RiauKepri.com, KUANSING- Ribuan warga memadati lapangan Desa Seberang, Teluk Kuantan, Kamis pagi (31/7/2025). Mereka menyambut Gubernur Riau Abdul Wahid yang memimpin apel gelar pasukan Operasi Penambangan Emas Tanpa Izin (PETI) 2025. Didampingi Kapolda Riau, Danrem, dan jajaran Forkopimda, Gubernur melangkah menyebrangi jembatan gantung, disambut lambaian tangan masyarakat yang telah berkumpul sejak subuh.
Momentum itu menjadi simbol harapan dan tekad bersama untuk menghentikan aktivitas tambang ilegal yang telah merusak hutan dan sungai di wilayah Kuantan Singingi (Kuansing) selama bertahun-tahun. “Tanah dan sungai adalah titipan leluhur, bukan milik pribadi,” ujar Wahid di hadapan ribuan peserta apel.
Petuah Melayu itu ditegaskan sebagai pijakan moral dalam operasi yang tidak hanya menargetkan penindakan, tetapi juga pemulihan.
Penegakan Hukum Dibarengi Solusi
Operasi PETI 2025 melibatkan gabungan aparat dari kepolisian, TNI, serta instansi pemerintah daerah. Dalam sambutannya, Gubernur Wahid menekankan bahwa operasi ini bukan tindakan sesaat, melainkan bagian dari strategi jangka panjang dan terukur. “Tidak bisa lagi sporadis. Kita harus menyentuh akar persoalan dan memberi solusi nyata,” ujarnya.

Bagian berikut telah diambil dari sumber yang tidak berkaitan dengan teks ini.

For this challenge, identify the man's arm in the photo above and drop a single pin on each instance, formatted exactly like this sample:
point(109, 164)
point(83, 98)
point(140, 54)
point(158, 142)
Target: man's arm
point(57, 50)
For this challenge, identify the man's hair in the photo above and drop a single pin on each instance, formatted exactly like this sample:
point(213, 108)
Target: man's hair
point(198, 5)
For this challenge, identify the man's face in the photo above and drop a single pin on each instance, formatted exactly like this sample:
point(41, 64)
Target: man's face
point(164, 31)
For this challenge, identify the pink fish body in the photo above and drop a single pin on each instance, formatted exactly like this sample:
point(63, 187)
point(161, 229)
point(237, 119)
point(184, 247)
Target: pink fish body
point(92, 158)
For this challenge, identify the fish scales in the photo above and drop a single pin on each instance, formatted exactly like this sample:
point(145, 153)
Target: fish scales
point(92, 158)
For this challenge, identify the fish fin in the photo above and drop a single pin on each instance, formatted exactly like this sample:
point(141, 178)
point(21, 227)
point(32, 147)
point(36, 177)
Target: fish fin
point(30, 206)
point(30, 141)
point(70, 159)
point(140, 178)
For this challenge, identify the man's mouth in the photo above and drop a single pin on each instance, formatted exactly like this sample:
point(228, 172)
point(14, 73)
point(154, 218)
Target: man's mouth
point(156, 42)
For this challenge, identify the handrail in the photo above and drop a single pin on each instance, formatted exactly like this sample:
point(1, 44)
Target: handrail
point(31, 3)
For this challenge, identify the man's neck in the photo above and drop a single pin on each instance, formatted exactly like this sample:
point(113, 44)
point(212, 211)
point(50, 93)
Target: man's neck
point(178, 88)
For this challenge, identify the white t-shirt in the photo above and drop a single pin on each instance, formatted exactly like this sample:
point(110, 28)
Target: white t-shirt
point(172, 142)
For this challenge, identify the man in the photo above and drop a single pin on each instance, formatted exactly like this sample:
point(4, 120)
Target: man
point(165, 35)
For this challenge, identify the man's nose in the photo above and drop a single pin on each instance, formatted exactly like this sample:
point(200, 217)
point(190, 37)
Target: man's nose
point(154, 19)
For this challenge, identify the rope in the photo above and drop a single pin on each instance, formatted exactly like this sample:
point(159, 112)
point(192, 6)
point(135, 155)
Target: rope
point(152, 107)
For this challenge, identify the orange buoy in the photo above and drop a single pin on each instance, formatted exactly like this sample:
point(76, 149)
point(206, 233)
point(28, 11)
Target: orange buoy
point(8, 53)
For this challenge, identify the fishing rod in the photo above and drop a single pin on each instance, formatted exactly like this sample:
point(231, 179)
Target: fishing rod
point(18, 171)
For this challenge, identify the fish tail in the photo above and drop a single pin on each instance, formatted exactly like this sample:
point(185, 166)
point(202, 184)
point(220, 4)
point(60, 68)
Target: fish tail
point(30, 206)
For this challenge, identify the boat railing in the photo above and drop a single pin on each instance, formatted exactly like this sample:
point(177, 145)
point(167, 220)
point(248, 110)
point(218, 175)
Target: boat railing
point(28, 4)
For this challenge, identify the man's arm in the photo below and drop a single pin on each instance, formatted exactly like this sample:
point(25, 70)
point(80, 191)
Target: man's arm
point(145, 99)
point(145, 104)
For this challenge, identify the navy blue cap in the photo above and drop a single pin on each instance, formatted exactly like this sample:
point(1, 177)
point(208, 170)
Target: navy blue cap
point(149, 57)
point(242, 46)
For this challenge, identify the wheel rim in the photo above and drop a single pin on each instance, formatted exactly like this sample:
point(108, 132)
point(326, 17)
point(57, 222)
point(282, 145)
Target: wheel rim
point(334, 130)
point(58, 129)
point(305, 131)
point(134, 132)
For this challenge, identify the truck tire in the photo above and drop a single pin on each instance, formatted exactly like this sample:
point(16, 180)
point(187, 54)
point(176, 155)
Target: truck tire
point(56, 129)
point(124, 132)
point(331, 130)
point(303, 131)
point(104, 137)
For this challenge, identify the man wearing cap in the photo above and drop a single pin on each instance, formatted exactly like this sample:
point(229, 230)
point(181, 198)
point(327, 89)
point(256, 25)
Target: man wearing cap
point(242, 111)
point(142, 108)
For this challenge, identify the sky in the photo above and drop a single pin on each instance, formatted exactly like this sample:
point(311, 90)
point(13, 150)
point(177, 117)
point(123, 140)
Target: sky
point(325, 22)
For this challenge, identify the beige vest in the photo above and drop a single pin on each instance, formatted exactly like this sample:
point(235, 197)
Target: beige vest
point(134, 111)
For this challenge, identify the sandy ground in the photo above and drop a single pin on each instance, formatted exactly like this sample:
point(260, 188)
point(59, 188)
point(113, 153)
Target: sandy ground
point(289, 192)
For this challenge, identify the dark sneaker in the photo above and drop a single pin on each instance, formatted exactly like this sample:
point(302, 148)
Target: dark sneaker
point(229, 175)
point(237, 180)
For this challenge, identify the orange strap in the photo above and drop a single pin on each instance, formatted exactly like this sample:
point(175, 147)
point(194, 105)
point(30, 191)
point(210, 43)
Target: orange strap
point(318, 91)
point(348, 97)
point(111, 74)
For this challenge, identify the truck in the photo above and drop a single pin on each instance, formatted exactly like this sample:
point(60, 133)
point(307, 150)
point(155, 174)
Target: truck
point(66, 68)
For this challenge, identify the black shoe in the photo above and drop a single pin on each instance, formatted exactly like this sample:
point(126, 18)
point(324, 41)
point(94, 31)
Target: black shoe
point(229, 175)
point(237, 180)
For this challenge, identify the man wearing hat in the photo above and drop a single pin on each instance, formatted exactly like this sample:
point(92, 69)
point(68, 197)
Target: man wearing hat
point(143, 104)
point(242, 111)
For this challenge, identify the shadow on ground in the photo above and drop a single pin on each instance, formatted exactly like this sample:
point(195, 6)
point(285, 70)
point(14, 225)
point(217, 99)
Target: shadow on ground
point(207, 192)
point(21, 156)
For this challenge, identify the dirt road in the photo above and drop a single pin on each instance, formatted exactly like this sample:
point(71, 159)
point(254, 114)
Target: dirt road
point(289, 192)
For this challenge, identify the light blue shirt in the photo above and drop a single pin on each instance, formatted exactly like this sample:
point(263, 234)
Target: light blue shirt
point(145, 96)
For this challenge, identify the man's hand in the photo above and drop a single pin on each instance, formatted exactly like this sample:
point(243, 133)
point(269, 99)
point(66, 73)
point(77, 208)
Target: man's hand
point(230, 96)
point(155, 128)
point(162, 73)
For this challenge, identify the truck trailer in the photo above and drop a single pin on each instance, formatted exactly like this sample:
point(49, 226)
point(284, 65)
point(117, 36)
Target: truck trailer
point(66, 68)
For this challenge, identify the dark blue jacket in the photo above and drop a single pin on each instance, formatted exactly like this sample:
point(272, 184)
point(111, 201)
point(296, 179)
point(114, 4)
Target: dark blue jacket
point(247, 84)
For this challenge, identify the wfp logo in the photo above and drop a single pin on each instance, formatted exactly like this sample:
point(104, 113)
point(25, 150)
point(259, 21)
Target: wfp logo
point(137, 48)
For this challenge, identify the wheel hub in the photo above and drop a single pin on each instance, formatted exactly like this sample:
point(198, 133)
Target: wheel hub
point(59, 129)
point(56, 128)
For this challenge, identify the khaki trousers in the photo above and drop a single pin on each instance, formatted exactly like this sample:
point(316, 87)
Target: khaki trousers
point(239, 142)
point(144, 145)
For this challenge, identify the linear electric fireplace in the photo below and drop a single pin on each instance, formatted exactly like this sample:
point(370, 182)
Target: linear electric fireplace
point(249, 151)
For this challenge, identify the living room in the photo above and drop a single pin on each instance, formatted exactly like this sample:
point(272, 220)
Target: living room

Salah satu pendekatan baru yang diusung adalah green policing, upaya penindakan yang dikombinasikan dengan edukasi dan pemberdayaan masyarakat. Selain menutup tambang ilegal, pemerintah berkomitmen menyediakan alternatif ekonomi yang legal dan ramah lingkungan.
“Warga tidak bisa hanya dilarang. Mereka harus diajak dan diberi pilihan yang menyejahterakan,” lanjut Wahid.
Hutan Bisa Tumbuh Kembali
Usai apel, para pejabat dan warga menanam pohon secara simbolis di lahan bekas tambang. Suasana haru dan harapan menyelimuti kegiatan itu. Di tengah jejak alat berat dan lubang tambang, hadir tekad untuk memulihkan tanah yang terluka. “Ini bukan akhir, ini awal dari upaya panjang menyembuhkan alam kita,” kata seorang warga yang turut menanam pohon.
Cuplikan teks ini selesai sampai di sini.